After I have taken a pass through my first draft, I enlist 2-4 beta readers, people I know who are willing to read my work and give me feedback. Gwen Stephens inspired this post by asking me how I process my betas’ feedback after she graciously agreed to be my beta and provided phenomenally useful comments.
1) I read through all the comments from every beta. This allows me to see patterns and make a list of common issues to address.
If everyone is having trouble with my fantasy world terminology–then I know I need to slow down and explain it better and include a glossary of terms.
2) I tackle the easiest first.
My betas either give me big picture comments or track changes comments in the manuscript. I will go through what I think are the easiest fixes first.
3) If I am confused by a comment or unsure what to do, I flag it for follow up later.
I’ll email a beta if I don’t understand what they are looking for. If I don’t agree, I flag it and revisit it later. You’ll be amazed how much more sense a comment will make a week or two later.
4) I secretly write back to beta comments I don’t agree with.
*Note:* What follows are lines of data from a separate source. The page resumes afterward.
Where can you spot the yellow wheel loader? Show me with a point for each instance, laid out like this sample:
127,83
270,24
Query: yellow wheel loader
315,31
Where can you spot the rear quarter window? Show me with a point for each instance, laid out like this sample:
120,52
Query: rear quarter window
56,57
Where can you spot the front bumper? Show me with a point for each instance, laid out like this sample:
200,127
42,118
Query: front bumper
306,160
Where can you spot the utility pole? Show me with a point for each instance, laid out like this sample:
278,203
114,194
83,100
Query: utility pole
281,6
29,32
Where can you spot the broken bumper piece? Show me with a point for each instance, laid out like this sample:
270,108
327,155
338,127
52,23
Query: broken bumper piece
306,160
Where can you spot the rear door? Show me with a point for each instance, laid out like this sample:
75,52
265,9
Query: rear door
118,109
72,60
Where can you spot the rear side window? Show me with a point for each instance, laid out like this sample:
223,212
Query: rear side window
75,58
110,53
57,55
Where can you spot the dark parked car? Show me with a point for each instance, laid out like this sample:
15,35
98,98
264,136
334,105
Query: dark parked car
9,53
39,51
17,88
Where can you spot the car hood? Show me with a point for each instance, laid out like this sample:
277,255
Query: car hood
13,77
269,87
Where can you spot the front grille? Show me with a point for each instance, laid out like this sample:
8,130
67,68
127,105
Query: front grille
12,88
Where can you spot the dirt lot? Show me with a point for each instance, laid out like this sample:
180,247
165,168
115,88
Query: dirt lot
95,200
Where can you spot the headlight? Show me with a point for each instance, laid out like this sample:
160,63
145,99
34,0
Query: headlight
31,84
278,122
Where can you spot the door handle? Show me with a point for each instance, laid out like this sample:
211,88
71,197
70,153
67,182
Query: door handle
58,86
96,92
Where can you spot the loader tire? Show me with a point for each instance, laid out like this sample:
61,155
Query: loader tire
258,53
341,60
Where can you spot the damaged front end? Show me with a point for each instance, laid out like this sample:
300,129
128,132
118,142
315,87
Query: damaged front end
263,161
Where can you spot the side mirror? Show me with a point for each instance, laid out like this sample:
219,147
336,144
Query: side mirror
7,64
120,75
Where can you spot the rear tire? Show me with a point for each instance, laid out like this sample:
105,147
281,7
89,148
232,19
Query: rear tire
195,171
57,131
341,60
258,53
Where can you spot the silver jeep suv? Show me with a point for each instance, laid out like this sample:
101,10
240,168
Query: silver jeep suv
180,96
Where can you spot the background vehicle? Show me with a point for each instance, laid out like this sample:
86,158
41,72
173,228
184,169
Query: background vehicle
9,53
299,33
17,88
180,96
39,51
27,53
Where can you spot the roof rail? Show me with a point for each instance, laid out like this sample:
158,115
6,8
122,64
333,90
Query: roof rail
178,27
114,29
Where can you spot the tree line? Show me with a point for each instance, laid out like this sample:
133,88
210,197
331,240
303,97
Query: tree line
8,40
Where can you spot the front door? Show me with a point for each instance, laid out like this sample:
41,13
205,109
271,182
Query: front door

It’s ridiculous and silly, but I need to know why I am so set against it. And 95% of the time, the beta is right. So I have to argue with their comment on the page so I can reach that place where I see their point. I never ever argue with a beta in reality. They took the time to give me their feedback, it’s up to me to process it on my own.
5) Sometimes, the comments I am most opposed to are the ones that require the most work and re-envisioning of my story. Sometimes, they just don’t fit what I’m going for.
It takes a while to separate those two types of comments. The former need to be addressed, the later need to be considered and have a well-reasoned argument to dismiss them.
6) I’m always surprised by how much of the story remained in my head and never made it onto the page.
I’ll read comments and say, but that is there and then realize nope, it’s there in mind but I never made it clear on the page. For me, that is the greatest strength of a beta. They don’t have access to what is in my head so they can only tell me their reactions to what I’ve actually written. Since what I’ve written was created in my mind, the words trigger so much more for me than they do for others.
7) Sometimes weeks later, a beta comment will click and I’ll make another change.
It’s weird how long it can take for something to sink through my thick skull. If I can’t see it, I don’t make the change. But sometimes weeks pass and suddenly the light bulb goes off and of course I need to do that and now I know exactly how.